Digital signal processing helps make modern cell phones possible.
Digital music, digital photos, digital videos: It's easy to forget that we live in a fundamentally analog world. Computers can cope with all that we see and hear only through the application of highly complex mathematics, a field known as digital signal processing (DSP).

Wherever you find digital media, DSP is at work, facilitated by a whole subcategory of specialized chips and circuits. DSP algorithms correct for errors while your optical drive reads the music off a CD. They're at work again as you compress the audio into an MP3 file, and again when you play it back through your surround-sound speakers.

DSP is to digital media as gears and springs are to a pocket watch. It works its magic below the surface: invisible, yet totally essential. It's safe to say that without it, virtually none of the digital technologies that we take for granted today--from DVDs to mobile phones, ink jet printers to DSL broadband--would be possible.

Managed Code

Microsoft's .NET is a managed code environment.
Programming is a lot more complicated than it used to be. Modern operating systems are like onions, with layers upon layers of subsystems to interconnect and manage. Worse, bugs and unnoticed security flaws, even ones that may have once seemed trivial, can be serious threats in the Net-connected era.

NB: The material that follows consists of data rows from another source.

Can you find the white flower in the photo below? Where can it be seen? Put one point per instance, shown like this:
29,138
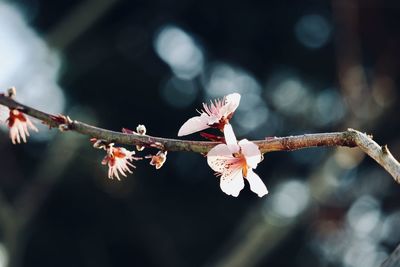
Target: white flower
159,159
118,161
216,114
18,124
234,161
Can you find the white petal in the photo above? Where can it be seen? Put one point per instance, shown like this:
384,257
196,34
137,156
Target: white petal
218,157
230,139
231,103
256,184
251,152
193,125
232,183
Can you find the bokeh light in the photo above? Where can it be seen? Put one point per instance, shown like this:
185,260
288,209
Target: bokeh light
313,31
30,65
180,51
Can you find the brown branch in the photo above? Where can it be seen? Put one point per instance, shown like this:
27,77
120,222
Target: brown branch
349,138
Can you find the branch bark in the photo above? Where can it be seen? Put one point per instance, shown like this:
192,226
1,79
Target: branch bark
349,138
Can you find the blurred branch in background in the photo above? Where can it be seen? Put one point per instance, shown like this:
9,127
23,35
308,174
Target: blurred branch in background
78,21
16,217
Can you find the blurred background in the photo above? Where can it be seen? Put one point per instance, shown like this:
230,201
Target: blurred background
301,67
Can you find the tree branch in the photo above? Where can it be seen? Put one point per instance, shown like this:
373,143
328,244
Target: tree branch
349,138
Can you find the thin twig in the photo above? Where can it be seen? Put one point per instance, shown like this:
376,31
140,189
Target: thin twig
349,138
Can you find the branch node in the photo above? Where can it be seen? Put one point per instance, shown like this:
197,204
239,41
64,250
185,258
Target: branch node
385,149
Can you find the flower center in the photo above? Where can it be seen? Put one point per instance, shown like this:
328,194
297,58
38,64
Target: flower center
241,161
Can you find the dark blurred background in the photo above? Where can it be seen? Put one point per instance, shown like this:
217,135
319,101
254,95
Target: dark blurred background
301,67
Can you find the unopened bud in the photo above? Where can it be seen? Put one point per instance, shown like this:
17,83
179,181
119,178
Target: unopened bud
159,159
141,129
11,92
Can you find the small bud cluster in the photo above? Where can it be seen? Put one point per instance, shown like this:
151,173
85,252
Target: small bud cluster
18,123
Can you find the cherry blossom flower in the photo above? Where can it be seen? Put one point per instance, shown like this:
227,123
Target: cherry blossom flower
118,161
234,161
159,159
18,124
217,114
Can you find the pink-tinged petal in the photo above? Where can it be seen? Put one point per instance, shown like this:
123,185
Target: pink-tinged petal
251,152
218,158
193,125
14,135
256,184
231,103
230,139
31,125
22,130
231,182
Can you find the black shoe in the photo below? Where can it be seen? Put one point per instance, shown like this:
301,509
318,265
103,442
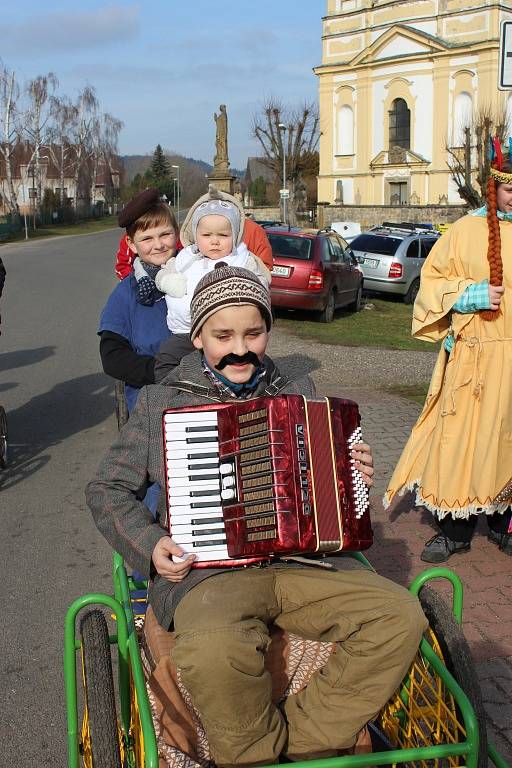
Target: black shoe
439,548
502,540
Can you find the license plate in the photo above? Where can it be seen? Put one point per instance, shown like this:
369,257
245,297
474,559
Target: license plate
278,271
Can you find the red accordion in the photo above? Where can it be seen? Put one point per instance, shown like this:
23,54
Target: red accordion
255,479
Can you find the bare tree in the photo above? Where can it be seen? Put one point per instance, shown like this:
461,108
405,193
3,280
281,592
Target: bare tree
105,142
469,163
9,95
62,151
289,134
37,124
83,128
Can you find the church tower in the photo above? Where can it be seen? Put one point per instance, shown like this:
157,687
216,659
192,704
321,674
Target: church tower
398,80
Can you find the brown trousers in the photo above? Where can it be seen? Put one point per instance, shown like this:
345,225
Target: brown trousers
222,634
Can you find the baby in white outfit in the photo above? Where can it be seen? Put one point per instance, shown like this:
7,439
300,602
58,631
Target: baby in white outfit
216,231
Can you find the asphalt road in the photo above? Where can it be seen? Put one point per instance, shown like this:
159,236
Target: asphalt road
60,412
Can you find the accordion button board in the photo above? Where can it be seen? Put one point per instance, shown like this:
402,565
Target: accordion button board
255,479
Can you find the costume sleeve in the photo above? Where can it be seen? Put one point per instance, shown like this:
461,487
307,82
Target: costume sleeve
170,354
124,259
125,522
443,280
2,276
474,299
121,362
257,242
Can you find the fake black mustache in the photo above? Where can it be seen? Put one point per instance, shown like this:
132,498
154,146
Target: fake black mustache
233,359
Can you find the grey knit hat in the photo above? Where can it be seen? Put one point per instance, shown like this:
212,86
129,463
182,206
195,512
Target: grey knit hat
217,208
227,286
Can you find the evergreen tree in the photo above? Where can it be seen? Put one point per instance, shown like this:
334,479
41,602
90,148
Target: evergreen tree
160,168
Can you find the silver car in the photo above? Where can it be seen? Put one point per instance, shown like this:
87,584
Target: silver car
391,257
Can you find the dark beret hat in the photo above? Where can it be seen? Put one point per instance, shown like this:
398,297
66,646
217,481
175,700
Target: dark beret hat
138,206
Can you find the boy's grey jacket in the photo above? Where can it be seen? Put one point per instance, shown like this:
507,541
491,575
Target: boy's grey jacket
126,522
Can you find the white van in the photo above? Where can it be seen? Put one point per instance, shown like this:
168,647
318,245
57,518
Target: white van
347,229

For a growing number of developers, the solution is to use platforms designed to relieve some of the burden. Programs written for such managed-code environments as Java and Microsoft's .NET don't run on the bare hardware the way traditional programs do. Instead, a virtual machine acts as an intermediary between the software and the system. It's like a robot nanny for computer programs, silently taking care of memory management and other housekeeping drudgery while keeping an eye out for potential security violations before they happen.

To an end user, a managed-code program may seem no different than a traditional one, but software that runs in a virtual machine makes for a more reliable, stable, and secure computing experience. And with .NET rapidly becoming the preferred platform for Windows development, managed code may soon be the norm, rather than the exception.